Happy Xmas (War Is Over) – John Lennon
This rolls along in a perfectly pleasant manner until the chorus kicks in. Now, Yoko Ono may be a conceptual artist of considerable merit but the one thing she is not, is a singer. If she had even one note in her head, then that note would have the loneliest Christmas of us all. In the spirit of this admirable age of equality, let’s just blame them both. I’ll fight anyone outside a pub of his or her choosing – now that’s Christmas! – if they dare claim John Lennon improved with age. I’m more of a Paul man myself, but his Christmas record is, if anything, even more awful.
I Saw Mommy Kissing Santa Claus – The Ronettes
You could take anything off A Christmas Gift To You From Phil Spector – a genius of a producer, a monkey shite fight of a human being – ‘cause the whole thing is brilliant, but Ronnie’s on this one, and she sang ‘Be My Baby’, one of the greatest records of all time. The lyric brings up pleasant memories too, for I remember seeing my own mother kissing Santa Claus under the…hold on, my Da wasn’t missing a leg! He didn’t have a beard either, or blond hair! Jesus Christ, that was Kasper, our Norwegian lodger! Ma!
Everyday Will Be Like A Holiday – William Bell
You can consult with our learned friends from the firm of AC & DC, who’ll refer you to the celebrated case of ‘Mistress v Christmas’. Throw a few sleigh bells on the front of anything - that makes it a Christmas record.

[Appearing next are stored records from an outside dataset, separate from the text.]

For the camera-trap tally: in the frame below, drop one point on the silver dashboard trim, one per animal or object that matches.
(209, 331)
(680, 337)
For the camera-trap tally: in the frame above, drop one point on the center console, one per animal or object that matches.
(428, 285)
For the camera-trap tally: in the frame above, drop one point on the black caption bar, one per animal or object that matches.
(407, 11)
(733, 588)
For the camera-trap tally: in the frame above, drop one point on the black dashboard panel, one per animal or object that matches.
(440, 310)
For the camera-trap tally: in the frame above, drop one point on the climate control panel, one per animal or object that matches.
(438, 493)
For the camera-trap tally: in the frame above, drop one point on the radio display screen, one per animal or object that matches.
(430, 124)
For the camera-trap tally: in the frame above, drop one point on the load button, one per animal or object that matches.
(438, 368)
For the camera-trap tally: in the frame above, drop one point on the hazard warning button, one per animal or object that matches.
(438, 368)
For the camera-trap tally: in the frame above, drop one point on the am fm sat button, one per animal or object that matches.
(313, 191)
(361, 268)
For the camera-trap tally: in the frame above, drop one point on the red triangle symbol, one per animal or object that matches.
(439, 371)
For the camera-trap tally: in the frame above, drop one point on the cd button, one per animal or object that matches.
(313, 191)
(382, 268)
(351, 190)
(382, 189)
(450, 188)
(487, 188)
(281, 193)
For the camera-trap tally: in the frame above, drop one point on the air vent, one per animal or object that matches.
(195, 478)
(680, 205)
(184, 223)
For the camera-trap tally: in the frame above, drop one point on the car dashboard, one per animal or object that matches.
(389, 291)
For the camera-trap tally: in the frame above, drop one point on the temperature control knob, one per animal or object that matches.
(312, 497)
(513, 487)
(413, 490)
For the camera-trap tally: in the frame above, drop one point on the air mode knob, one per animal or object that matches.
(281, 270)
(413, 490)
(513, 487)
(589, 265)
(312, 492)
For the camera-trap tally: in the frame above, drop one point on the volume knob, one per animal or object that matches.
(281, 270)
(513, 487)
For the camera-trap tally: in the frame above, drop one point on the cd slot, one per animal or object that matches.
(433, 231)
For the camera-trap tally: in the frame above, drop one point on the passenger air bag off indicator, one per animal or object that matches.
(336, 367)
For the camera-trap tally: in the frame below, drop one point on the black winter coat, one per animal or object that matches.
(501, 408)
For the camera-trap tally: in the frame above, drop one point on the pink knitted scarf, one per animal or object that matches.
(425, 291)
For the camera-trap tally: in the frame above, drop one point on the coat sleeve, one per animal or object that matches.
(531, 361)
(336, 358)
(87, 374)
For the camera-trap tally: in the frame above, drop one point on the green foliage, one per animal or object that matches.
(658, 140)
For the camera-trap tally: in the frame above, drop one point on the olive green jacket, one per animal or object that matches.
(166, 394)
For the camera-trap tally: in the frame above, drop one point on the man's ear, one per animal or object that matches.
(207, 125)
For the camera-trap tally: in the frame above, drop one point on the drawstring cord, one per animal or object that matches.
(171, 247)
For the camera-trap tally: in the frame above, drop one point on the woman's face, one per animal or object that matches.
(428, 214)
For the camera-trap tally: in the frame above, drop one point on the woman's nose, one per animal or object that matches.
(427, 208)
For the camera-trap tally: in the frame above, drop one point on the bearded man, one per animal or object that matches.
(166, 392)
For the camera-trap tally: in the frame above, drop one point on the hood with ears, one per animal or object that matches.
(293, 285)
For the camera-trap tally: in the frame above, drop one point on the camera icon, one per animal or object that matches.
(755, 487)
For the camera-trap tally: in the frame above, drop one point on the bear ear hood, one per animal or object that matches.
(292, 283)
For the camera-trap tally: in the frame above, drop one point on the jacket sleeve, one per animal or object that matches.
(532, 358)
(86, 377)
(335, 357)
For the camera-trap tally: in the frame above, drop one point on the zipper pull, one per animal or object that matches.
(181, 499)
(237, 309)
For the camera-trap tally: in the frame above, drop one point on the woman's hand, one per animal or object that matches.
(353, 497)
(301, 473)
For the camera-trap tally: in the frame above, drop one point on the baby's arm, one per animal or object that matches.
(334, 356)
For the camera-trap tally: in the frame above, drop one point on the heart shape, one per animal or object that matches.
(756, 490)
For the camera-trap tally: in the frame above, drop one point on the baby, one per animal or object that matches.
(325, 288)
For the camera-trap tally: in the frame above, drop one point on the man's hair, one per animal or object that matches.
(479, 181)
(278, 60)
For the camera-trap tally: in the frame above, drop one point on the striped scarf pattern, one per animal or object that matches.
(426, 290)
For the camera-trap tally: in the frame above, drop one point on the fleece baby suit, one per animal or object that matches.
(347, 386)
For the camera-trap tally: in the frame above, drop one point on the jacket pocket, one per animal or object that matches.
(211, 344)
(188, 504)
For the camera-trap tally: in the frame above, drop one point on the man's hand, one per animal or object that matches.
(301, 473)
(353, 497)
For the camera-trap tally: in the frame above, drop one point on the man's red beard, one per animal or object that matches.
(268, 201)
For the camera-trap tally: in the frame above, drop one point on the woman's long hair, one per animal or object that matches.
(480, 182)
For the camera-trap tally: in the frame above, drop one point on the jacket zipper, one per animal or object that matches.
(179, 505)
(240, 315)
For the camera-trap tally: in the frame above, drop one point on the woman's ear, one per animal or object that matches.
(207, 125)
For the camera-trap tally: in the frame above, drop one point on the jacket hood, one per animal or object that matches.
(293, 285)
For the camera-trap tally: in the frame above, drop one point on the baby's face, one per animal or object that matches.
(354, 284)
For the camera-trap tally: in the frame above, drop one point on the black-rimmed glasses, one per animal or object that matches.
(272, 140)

William Bell doesn’t mention the season by name either, but he does pray that his baby will make it home for “a holiday”. Is he talking about St. Patrick’s Day, or the Feast of the Assumption? I refer you the earlier bell exhibit. Not only is this my favourite Christmas record, it’s one of my favourite records full stop. The gorgeous opening guitar lick, the horns, and Bell’s voice, letting you in on his pain, tempered by hope.
... And lest we forget...
The ‘Born To Roast’ EP – Hot Press & The Silent Knights
“Everyone else seems to have recorded their Christmas singles in July,” Niall Stokes recalls. “We were already guzzling the Christmas drinks that were being delivered to the Hot Press office by the trolley-load, when we recorded this coruscating Christmas classic, released in 1978 – a Top 20 hit, as it transpired. On ‘Gobble Gobble Hey!’ – infamously featured on The Late Late Show – we nodded to The Ramones. ‘Christmas In the Cookhouse’ was more a classic rocker. But it was the poignant tale of a turkey who loses her loved one on Christmas Eve that brought tears to the eyes of a nation. “Turkeys like us/ Baby we were born to roast,” Dermot Stokes concludes and in an admirable moment of restraint, the RTE Orchestra does not join us on strings. *Born To Roast is available on iTunes and Spotify. And selling for $160 on Discogs. Fuck off, no one’s messin’. It is.
Cor, blimey! It's a christmas miracle. There are a few copies of this masterpiece available for purchase.
That’ll do, I can’t take much more, but at least I managed to avoid Cliff Richard – “children singing Christian rhyme” indeed! I’m off to finish this bottle, listen to The Chieftains’ Bells Of Dublin, and try to sort my life out. As Clement Clarke Moore once memorably put it, Happy Christmas to all, and to all a good night!